# Uber won’t pay surge as offered in ping



## hanging in there (Oct 1, 2014)

I get a ping offer for a Select ride at a 1.3 surge. I complete the ride, then notice I have only been paid base rates, no surge.

Fought with Jhanvi at Uber support, then with her supervisor Rohit, for about 20 minutes. (Names changed to protect the idiots.)

Bottom line, they kept repeating the same nonsense phrases from their scripts and refused to pay the promised surge.

I asked if it would matter if I had a screen shot of the offer and Rohit said “no, we don’t have any record of a surge on that call from our end”.

They both kept repeating “Surges change dynamically all the time blah blah blah”.

I said, it doesn’t matter how and when surges change, all that matters is that I was offered a 1.3 surge at the time I chose to accept that call. Otherwise I would not have accepted it. What if at the time I accepted the 1.3, the surge then jumped to 5.0 instead of dying off. Would they pay me the 5.0 surge? Of course not.

But these arguments fell on deaf (and dumb) ears.

PS- To moderators, can you correct my title? Ping, not “Pingsor”. Thanks


----------



## TedInTampa (Apr 5, 2017)

Screen shots would have helped. A screen shot of the surge listing on the acceptance screen or on the information screen is proof they are stealing and therefore can be taken to a lawyer or arbitrator.
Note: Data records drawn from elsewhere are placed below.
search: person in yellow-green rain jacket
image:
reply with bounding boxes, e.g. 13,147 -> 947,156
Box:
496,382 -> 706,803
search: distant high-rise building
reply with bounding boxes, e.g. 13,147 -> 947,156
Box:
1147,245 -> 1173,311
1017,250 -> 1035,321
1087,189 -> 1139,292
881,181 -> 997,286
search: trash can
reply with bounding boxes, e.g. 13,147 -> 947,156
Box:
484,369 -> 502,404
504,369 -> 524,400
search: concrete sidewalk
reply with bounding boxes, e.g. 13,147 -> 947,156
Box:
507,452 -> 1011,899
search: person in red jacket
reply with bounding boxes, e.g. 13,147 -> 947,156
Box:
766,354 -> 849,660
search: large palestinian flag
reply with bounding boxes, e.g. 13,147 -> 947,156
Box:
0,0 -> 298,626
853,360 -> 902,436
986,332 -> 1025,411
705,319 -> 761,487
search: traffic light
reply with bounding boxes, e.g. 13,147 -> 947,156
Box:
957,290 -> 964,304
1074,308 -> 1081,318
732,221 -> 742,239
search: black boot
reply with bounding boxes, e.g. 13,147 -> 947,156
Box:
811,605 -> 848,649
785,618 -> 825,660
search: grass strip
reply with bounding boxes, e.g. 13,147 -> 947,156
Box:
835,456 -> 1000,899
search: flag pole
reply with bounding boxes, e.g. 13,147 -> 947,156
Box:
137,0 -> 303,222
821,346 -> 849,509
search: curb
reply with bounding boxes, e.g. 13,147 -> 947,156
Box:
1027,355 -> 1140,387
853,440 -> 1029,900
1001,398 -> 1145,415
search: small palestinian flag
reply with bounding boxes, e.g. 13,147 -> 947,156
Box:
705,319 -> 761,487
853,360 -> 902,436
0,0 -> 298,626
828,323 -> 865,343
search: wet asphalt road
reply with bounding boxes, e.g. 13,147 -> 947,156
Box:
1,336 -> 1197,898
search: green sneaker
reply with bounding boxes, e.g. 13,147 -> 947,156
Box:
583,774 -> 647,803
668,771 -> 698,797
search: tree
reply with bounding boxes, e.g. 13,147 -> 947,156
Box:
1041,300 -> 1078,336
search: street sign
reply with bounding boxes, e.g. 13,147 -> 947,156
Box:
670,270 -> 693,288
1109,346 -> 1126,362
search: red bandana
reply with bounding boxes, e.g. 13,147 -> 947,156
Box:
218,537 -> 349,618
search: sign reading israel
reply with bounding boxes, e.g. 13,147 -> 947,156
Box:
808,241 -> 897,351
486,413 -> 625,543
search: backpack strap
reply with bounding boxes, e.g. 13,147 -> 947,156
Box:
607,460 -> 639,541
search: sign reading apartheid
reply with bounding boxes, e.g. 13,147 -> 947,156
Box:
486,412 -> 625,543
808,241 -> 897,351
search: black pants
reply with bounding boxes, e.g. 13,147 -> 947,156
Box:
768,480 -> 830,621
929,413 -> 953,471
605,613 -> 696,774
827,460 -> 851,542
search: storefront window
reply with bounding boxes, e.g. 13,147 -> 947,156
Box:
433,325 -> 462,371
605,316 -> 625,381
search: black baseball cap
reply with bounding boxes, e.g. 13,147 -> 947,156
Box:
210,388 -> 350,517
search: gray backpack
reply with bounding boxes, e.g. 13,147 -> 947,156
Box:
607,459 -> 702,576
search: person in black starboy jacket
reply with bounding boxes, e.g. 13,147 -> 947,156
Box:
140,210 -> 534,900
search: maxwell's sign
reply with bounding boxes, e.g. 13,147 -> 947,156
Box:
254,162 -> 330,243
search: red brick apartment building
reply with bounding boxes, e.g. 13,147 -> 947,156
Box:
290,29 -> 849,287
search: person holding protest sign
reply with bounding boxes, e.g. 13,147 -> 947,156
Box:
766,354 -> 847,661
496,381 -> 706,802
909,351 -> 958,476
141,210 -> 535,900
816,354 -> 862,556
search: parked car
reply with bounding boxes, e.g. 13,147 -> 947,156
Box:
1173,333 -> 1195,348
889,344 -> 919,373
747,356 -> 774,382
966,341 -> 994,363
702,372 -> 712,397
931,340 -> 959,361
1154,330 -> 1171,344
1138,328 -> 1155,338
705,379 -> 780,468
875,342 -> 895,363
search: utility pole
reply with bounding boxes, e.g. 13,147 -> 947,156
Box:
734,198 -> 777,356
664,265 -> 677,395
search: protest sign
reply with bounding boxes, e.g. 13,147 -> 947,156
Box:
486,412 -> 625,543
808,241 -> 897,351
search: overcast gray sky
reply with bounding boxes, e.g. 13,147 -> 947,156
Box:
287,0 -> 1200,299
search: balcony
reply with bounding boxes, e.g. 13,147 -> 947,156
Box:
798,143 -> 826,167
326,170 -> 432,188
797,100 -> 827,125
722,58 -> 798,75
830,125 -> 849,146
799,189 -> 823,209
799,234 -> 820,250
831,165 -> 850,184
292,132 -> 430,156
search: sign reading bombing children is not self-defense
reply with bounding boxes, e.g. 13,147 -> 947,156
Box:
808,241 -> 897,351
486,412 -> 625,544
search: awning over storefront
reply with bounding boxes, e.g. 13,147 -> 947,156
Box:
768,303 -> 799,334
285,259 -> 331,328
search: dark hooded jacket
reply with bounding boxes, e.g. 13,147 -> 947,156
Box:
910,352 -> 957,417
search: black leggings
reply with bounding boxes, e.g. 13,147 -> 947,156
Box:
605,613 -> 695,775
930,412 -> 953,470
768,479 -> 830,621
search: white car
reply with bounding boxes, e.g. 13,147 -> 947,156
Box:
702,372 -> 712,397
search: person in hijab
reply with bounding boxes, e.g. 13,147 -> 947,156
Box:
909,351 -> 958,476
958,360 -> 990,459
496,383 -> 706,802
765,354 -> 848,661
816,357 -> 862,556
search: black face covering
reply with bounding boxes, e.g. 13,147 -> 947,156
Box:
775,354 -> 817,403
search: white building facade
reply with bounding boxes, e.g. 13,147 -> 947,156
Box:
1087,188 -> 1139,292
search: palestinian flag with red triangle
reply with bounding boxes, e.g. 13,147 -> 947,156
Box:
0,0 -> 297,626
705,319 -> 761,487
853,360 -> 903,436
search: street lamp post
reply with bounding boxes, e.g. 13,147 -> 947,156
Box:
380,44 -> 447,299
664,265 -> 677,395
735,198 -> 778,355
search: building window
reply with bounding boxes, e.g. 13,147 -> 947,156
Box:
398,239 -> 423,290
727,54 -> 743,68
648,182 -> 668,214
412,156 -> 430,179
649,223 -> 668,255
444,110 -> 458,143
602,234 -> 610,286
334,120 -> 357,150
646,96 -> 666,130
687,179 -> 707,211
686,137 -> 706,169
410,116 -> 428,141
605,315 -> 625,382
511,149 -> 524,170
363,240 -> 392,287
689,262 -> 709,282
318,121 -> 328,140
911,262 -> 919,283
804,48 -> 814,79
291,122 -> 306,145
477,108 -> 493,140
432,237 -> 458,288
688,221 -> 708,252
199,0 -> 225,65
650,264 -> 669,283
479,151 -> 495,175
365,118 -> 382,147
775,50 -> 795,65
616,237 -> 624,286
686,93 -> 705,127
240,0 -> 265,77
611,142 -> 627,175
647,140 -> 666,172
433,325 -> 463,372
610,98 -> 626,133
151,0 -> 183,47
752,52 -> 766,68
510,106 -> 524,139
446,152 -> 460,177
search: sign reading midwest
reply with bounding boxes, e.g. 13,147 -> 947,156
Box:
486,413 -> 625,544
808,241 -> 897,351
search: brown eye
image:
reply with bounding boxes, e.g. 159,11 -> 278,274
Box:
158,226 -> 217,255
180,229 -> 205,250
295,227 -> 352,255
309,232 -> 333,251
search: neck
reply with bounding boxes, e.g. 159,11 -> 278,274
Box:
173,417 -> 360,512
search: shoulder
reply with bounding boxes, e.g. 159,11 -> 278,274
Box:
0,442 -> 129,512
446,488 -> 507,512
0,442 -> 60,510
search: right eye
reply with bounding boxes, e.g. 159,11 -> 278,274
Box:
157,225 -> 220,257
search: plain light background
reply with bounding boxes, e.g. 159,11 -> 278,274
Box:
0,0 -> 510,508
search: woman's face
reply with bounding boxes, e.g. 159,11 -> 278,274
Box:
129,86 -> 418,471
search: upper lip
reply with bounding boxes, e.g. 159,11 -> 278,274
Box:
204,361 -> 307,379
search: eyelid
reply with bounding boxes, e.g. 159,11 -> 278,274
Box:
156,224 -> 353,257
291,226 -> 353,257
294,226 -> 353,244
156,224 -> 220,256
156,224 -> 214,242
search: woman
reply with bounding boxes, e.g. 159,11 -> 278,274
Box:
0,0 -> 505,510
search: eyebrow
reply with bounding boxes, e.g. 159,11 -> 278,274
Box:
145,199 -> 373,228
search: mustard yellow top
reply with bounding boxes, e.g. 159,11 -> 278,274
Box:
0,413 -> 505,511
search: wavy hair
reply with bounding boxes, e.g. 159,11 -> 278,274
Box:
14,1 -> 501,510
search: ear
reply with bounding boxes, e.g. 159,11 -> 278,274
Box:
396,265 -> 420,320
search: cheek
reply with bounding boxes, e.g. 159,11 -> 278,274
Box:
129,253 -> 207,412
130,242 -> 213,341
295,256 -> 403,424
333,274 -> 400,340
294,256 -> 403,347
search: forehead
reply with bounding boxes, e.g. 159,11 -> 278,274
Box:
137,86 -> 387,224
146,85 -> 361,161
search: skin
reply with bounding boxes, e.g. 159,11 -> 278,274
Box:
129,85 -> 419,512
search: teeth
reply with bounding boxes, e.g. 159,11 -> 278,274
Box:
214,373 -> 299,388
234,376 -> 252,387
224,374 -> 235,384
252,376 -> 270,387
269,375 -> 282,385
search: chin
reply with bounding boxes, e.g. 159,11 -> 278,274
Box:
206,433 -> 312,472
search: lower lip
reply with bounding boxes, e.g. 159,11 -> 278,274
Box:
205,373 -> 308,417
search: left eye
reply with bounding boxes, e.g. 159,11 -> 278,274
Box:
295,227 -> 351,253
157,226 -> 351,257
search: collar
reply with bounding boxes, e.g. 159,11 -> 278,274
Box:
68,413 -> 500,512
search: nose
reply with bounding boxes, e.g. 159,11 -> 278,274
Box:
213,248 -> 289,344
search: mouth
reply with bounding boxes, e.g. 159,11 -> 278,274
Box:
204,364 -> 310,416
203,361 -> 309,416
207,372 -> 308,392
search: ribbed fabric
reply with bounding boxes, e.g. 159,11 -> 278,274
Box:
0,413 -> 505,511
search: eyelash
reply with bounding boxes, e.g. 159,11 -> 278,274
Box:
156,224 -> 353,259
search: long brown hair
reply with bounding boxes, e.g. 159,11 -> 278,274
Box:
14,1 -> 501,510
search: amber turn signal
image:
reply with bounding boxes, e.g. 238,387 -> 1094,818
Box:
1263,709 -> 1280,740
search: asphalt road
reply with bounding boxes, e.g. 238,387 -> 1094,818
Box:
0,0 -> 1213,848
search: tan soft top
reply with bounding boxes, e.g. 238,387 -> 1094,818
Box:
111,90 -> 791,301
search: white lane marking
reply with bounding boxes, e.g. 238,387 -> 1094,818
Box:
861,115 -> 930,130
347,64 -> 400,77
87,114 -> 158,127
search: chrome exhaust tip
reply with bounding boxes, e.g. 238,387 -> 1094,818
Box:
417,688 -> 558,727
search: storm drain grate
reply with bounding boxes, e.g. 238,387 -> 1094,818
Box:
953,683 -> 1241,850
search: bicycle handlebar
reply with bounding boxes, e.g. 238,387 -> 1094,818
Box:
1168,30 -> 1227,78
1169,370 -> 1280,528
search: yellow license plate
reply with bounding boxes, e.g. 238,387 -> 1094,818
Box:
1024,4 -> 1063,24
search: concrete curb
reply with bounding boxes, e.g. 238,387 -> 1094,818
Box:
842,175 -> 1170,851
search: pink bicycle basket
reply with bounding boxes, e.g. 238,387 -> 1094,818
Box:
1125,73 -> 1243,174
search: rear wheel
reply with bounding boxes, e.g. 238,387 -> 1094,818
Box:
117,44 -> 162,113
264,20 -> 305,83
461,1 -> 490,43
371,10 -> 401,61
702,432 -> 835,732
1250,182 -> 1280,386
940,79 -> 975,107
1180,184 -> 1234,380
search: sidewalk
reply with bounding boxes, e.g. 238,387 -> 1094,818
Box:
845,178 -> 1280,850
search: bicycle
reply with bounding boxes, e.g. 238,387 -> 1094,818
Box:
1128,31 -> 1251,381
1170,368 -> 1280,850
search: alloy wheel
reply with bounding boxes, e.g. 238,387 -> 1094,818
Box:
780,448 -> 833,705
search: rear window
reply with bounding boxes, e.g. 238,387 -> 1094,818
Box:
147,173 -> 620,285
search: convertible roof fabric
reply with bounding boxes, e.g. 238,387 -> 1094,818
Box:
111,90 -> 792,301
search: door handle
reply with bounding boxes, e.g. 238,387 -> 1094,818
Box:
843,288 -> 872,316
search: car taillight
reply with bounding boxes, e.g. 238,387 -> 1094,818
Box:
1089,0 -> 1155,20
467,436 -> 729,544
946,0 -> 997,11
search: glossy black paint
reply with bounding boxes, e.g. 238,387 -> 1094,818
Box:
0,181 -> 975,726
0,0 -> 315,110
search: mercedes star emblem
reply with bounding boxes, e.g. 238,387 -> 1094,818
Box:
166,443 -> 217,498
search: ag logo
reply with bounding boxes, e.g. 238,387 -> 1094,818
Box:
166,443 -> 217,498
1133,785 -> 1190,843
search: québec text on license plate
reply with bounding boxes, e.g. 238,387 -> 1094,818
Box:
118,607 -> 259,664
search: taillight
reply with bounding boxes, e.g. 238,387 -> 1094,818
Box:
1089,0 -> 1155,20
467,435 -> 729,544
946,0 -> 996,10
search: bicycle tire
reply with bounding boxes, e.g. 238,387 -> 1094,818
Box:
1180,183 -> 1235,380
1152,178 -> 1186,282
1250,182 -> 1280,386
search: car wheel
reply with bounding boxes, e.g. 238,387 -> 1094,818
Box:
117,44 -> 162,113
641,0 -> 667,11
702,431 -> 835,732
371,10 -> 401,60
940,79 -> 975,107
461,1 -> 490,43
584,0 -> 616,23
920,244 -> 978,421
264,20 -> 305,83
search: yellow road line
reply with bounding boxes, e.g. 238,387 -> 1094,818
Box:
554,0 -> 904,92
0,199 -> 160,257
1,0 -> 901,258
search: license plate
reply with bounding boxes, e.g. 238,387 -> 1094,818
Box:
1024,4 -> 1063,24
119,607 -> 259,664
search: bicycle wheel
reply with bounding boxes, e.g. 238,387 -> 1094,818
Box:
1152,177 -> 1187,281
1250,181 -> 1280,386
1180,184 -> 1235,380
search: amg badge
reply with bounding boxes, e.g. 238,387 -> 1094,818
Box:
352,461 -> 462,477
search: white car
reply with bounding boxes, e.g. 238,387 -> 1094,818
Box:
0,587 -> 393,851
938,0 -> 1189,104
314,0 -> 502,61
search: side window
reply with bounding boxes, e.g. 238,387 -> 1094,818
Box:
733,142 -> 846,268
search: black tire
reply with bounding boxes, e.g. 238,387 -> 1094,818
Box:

They would rather give you back your money than invest in that. Also, I once got a screen shot, then later saw I had looked at it wrong. The way they dispayed stuff had just changed, and the distance was 1.5 miles. In a hurry, trying to screens hot and accept...


----------



## hanging in there (Oct 1, 2014)

That’s the tough part, there is very little time to grab a screen shot then accept, all while driving. And at least with my phone, I usually don’t get it captured first try, it’s hit and miss due to button timing.

Good point about possibly a mistaken read on my part, but in this case I can see the offer etched in my brain. With the new app, if there is no surge then miles is centered on the bottom. If there is a surge, it is listed on the bottom right of the black rectangle acceptance screen, and miles is on the left. So it is quite obvious. And, like I said, I was doing a double-take and triple-take before accepting because that is the first time I have seen a surge Select in a long time.

I guess this is one more way Uber skims the gravy from us, and I’m sure it adds up for them.


----------



## mrpjfresh (Aug 16, 2016)

hanging in there said:


> That's the tough part, there is very little time to grab a screen shot then accept, all while driving. And at least with my phone, I usually don't get it captured first try, it's hit and miss due to button timing.


After you accept the ping, go into the same screen as if you would turn off trip requests. The surge multiplier (unless new surge has spread to your city) will be shown. If it's missing, cancel the trip immediately. I always verify that it is there after accepting and if it is high enough, I'll even screenshot it for proof.

Dunno how common the fraud is, but I've never _knowingly_ seen it happen to me. It's happened to enough posters on here though that I believe it because, hey, it's Uber. They do not get the benefit of the doubt (they sure do not give it to drivers during compliants!).


----------